# My new garage 1/43



## CarCrazyDiecast (Jan 11, 2007)

This 1/43 scale plastic Estes Great Garages kit (includes a red diecast Dodge Viper with opening hood) was bought a few years ago and with the extensive amount of painting and detailing of very small parts that was required to make it look decent, I postponed building it for quite a while. It is finally "finished". My patience had worn pretty thin and mine eyes were a'smarting, but overall it came out alright. There are some areas where the scale has to be incorrect, such as the air compressor hose line and the torch hoses. And some of the hand tools look to be too large. 

The garage measures in at 7" long, 4" wide, and 3" high. It includes a clear plastic cover.

I haven't built the red Dodge Viper coupe that was included in the kit. The black diecast Viper in the pics is a Testors model that has no opening parts.

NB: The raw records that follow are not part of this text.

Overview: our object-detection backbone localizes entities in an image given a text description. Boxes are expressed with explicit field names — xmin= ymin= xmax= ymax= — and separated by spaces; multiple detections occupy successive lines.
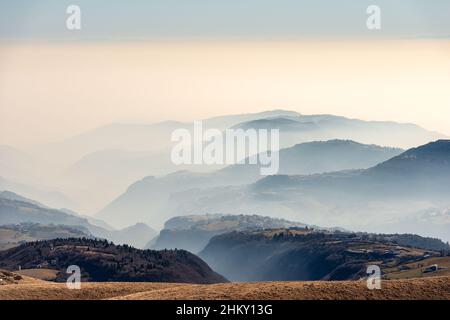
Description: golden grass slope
xmin=0 ymin=270 xmax=450 ymax=300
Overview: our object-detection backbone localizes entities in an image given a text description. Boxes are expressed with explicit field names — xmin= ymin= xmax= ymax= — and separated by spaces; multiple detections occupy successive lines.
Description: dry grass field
xmin=0 ymin=275 xmax=450 ymax=300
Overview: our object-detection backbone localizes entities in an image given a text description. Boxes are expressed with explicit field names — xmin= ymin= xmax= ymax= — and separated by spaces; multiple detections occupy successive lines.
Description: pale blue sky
xmin=0 ymin=0 xmax=450 ymax=40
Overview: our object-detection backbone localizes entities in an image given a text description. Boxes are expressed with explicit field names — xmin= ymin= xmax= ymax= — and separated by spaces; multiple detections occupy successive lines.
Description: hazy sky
xmin=0 ymin=0 xmax=450 ymax=145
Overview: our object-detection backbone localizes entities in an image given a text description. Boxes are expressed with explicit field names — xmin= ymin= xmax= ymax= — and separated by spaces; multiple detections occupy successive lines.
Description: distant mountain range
xmin=0 ymin=223 xmax=93 ymax=251
xmin=164 ymin=140 xmax=450 ymax=240
xmin=0 ymin=110 xmax=446 ymax=213
xmin=0 ymin=191 xmax=156 ymax=248
xmin=0 ymin=239 xmax=227 ymax=284
xmin=98 ymin=140 xmax=403 ymax=226
xmin=146 ymin=214 xmax=306 ymax=253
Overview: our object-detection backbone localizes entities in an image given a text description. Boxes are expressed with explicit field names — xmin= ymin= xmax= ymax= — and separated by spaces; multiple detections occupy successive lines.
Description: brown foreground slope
xmin=0 ymin=270 xmax=450 ymax=300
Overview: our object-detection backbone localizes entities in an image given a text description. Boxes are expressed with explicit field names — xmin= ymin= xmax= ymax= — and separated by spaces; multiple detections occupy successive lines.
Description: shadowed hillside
xmin=0 ymin=239 xmax=226 ymax=283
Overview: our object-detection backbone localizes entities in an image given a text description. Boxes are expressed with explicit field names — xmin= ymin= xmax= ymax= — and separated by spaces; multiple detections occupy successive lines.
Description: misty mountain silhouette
xmin=98 ymin=140 xmax=402 ymax=227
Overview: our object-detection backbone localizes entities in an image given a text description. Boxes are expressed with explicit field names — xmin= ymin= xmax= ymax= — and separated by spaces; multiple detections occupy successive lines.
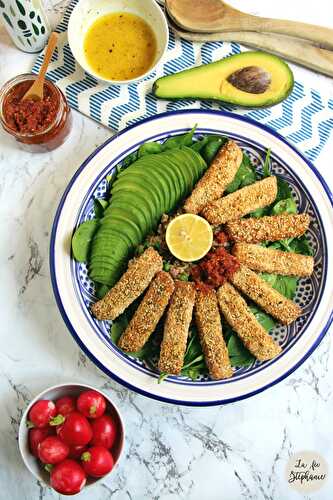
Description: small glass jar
xmin=0 ymin=73 xmax=72 ymax=153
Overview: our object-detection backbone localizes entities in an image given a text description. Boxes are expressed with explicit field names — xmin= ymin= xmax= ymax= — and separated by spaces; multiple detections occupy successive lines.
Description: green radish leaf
xmin=72 ymin=219 xmax=99 ymax=262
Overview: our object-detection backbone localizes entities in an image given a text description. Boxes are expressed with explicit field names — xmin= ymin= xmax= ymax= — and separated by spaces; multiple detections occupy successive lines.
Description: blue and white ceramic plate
xmin=50 ymin=110 xmax=333 ymax=406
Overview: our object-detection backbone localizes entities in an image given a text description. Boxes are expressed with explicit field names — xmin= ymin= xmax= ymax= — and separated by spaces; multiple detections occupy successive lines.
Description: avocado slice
xmin=119 ymin=155 xmax=176 ymax=211
xmin=111 ymin=173 xmax=163 ymax=218
xmin=119 ymin=160 xmax=170 ymax=212
xmin=112 ymin=195 xmax=152 ymax=233
xmin=111 ymin=186 xmax=156 ymax=225
xmin=153 ymin=51 xmax=294 ymax=107
xmin=103 ymin=207 xmax=143 ymax=246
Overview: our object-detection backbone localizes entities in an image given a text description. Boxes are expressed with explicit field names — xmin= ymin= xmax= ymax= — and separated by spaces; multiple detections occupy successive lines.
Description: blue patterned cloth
xmin=32 ymin=0 xmax=333 ymax=160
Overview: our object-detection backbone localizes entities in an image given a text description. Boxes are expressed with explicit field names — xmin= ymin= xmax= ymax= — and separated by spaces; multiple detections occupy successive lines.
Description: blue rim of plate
xmin=49 ymin=109 xmax=333 ymax=407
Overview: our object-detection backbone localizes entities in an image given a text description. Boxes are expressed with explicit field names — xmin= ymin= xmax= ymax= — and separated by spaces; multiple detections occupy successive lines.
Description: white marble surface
xmin=0 ymin=0 xmax=333 ymax=500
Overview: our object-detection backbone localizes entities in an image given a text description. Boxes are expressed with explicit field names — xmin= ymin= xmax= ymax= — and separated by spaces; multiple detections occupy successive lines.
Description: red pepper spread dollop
xmin=3 ymin=81 xmax=59 ymax=134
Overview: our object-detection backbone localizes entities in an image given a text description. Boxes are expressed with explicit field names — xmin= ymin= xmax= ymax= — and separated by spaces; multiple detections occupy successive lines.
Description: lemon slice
xmin=165 ymin=214 xmax=213 ymax=262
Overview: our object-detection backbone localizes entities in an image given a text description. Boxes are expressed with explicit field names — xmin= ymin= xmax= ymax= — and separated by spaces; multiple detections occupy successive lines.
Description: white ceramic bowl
xmin=18 ymin=383 xmax=125 ymax=491
xmin=68 ymin=0 xmax=169 ymax=84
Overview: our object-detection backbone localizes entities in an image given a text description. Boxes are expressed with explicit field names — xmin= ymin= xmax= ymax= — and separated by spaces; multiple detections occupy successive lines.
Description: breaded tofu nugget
xmin=202 ymin=176 xmax=277 ymax=224
xmin=194 ymin=290 xmax=233 ymax=380
xmin=217 ymin=282 xmax=281 ymax=361
xmin=230 ymin=264 xmax=302 ymax=325
xmin=91 ymin=247 xmax=163 ymax=320
xmin=118 ymin=271 xmax=175 ymax=352
xmin=184 ymin=140 xmax=243 ymax=214
xmin=226 ymin=214 xmax=310 ymax=243
xmin=232 ymin=243 xmax=314 ymax=276
xmin=158 ymin=281 xmax=195 ymax=375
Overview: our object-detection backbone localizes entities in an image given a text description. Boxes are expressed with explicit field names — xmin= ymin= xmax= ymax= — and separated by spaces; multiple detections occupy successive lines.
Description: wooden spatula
xmin=22 ymin=31 xmax=58 ymax=101
xmin=165 ymin=0 xmax=333 ymax=49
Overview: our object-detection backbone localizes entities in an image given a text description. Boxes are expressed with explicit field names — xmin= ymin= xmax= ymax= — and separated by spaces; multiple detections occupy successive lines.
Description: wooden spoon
xmin=165 ymin=0 xmax=333 ymax=49
xmin=166 ymin=13 xmax=333 ymax=77
xmin=22 ymin=31 xmax=58 ymax=101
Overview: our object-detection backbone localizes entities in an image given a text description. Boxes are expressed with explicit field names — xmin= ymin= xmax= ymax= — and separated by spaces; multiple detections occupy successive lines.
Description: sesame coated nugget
xmin=195 ymin=290 xmax=233 ymax=380
xmin=226 ymin=214 xmax=310 ymax=243
xmin=158 ymin=281 xmax=195 ymax=375
xmin=217 ymin=282 xmax=281 ymax=361
xmin=118 ymin=271 xmax=175 ymax=352
xmin=184 ymin=140 xmax=243 ymax=214
xmin=91 ymin=247 xmax=163 ymax=320
xmin=230 ymin=264 xmax=302 ymax=325
xmin=202 ymin=176 xmax=277 ymax=224
xmin=232 ymin=243 xmax=314 ymax=276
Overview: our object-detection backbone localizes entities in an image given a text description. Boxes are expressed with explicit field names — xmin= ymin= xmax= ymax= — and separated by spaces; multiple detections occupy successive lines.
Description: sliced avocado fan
xmin=89 ymin=146 xmax=206 ymax=287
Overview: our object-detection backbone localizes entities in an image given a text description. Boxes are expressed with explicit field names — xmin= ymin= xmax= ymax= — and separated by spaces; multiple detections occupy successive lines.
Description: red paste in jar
xmin=191 ymin=247 xmax=239 ymax=291
xmin=3 ymin=81 xmax=59 ymax=134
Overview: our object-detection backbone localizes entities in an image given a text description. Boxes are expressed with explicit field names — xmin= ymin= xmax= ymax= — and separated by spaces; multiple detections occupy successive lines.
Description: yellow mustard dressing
xmin=84 ymin=12 xmax=156 ymax=80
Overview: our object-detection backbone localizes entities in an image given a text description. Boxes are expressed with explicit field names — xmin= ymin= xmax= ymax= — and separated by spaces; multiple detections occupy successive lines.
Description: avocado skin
xmin=152 ymin=51 xmax=294 ymax=108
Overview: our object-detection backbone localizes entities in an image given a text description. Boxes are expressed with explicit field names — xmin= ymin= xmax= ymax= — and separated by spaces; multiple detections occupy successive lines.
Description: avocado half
xmin=153 ymin=51 xmax=294 ymax=107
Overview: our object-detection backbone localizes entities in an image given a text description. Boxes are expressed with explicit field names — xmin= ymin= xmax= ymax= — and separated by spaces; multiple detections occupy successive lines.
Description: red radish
xmin=76 ymin=390 xmax=106 ymax=418
xmin=81 ymin=446 xmax=114 ymax=477
xmin=68 ymin=445 xmax=87 ymax=460
xmin=91 ymin=415 xmax=117 ymax=448
xmin=58 ymin=411 xmax=92 ymax=446
xmin=50 ymin=458 xmax=87 ymax=495
xmin=28 ymin=399 xmax=57 ymax=428
xmin=56 ymin=396 xmax=76 ymax=417
xmin=55 ymin=424 xmax=64 ymax=436
xmin=38 ymin=436 xmax=69 ymax=465
xmin=29 ymin=427 xmax=53 ymax=457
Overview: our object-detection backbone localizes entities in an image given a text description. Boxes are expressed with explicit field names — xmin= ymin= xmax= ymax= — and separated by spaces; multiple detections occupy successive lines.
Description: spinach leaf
xmin=72 ymin=219 xmax=99 ymax=262
xmin=227 ymin=334 xmax=255 ymax=366
xmin=289 ymin=234 xmax=313 ymax=255
xmin=106 ymin=170 xmax=117 ymax=191
xmin=94 ymin=198 xmax=109 ymax=219
xmin=272 ymin=198 xmax=297 ymax=215
xmin=181 ymin=327 xmax=208 ymax=380
xmin=190 ymin=135 xmax=209 ymax=153
xmin=138 ymin=142 xmax=163 ymax=158
xmin=250 ymin=207 xmax=268 ymax=218
xmin=261 ymin=273 xmax=298 ymax=299
xmin=263 ymin=148 xmax=271 ymax=177
xmin=250 ymin=306 xmax=276 ymax=332
xmin=275 ymin=175 xmax=292 ymax=203
xmin=110 ymin=312 xmax=129 ymax=345
xmin=202 ymin=136 xmax=227 ymax=165
xmin=226 ymin=153 xmax=257 ymax=193
xmin=117 ymin=151 xmax=138 ymax=169
xmin=95 ymin=283 xmax=110 ymax=299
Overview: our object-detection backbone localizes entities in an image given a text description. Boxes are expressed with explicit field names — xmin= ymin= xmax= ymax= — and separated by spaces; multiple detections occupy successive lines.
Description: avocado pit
xmin=227 ymin=66 xmax=272 ymax=94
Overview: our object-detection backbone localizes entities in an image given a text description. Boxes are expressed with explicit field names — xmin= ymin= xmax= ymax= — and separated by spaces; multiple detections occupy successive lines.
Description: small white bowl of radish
xmin=18 ymin=383 xmax=125 ymax=495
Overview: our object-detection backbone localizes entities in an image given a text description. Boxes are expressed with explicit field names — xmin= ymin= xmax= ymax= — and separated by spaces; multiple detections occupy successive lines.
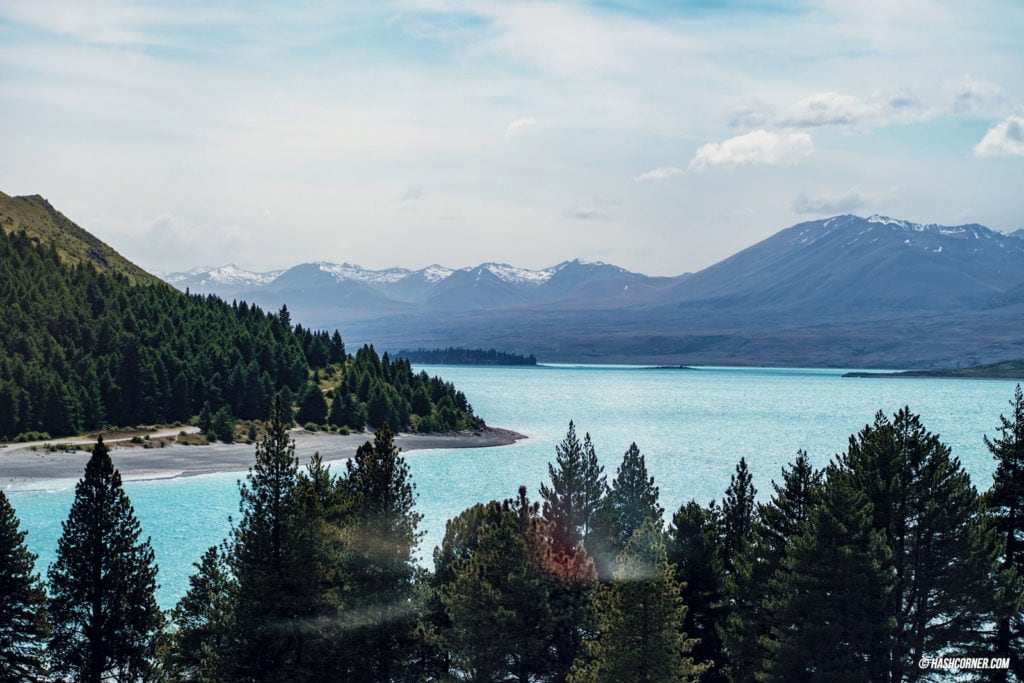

With all the various parts included in the kit, it makes for one crowded garage. I didn;t like the lack of space for hand tools and the two cyclinder heads (stickers), so I fashioned a black work table for these items. There are other items that I would like to include but the garage is just too small for all of them at one time.

Thanks for looking....


----------



## roadrner (Jul 21, 1999)

:thumbsup::thumbsup: rr


----------



## Diomakr (Mar 4, 2009)

looks great- very impressive


----------



## dargrin (Apr 28, 2009)

I like this but the mechanic is exceptionally clean. I would "dirty" it up a bit.


----------